Verteidiger: Verfahren ist unverhältnismäßig aufwändig
Nach einer halbstündigen Pause beantragte Rechtsanwalt Steffen Wilfried Hammer aus Reutlingen, der zusammen mit Alexander Heinig aus Stuttgart Manuel M. vertritt, das Verfahren gegen seinen Mandanten einzustellen. Er begründete das mit einem für das zu erwartende Strafmaß unverhältnismäßigen Aufwand. Die Akten erstreckten sich über 19 000 Seiten. Seinem Mandanten würden zwei Beleidigungen, ein Verstoß gegen das Versammlungsgesetz, ein Verstoß gegen das Jugendschutzgesetz und acht Sachbeschädigungen mit einem Schaden von zusammen 5357 Euro angelastet. Dem stünden Verfahrenskosten von einer Million Euro für 94 Verhandlungstage gegenüber. Vom Vorwurf der Bildung einer kriminellen Vereinigung sprach er nicht.
Er beantragte überdies eine Aussetzung des Verfahrens gegen Manuel M. Der Angeklagte habe nur 39 von 72 Aktenbänden in die Haftanstalt geschickt bekommen. Aufgrund des Umfangs der Dokumente sei es unmöglich, sich parallel zur Hauptverhandlung kundig zu machen.
Publikum soll nicht über Sitze klettern
Das Gericht will seine Entscheidung über die Anträge am Freitag bekannt geben. Da einige Verteidiger andere Termine wahrnehmen mussten, unterbracht Manuela Haußmann das Verfahren bis dahin.

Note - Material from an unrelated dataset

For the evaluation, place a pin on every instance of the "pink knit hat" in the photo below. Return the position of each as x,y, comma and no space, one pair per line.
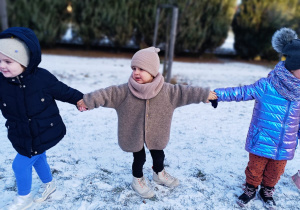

Künftig soll montags jeweils von 10 bis 17 Uhr verhandelt werden, donnerstags von 9 bis 17 Uhr und freitags von 9 bis 16 Uhr.
Die Vorsitzende Richterin hatte nach der Pause das Publikum ermahnt: Es solle nicht wie geschehen über die Sitze klettern, das sei gefährlich. Überdies: „Immerhin ist das immer noch ein Gerichtssaal“ – jedenfalls kein Kletterparcours.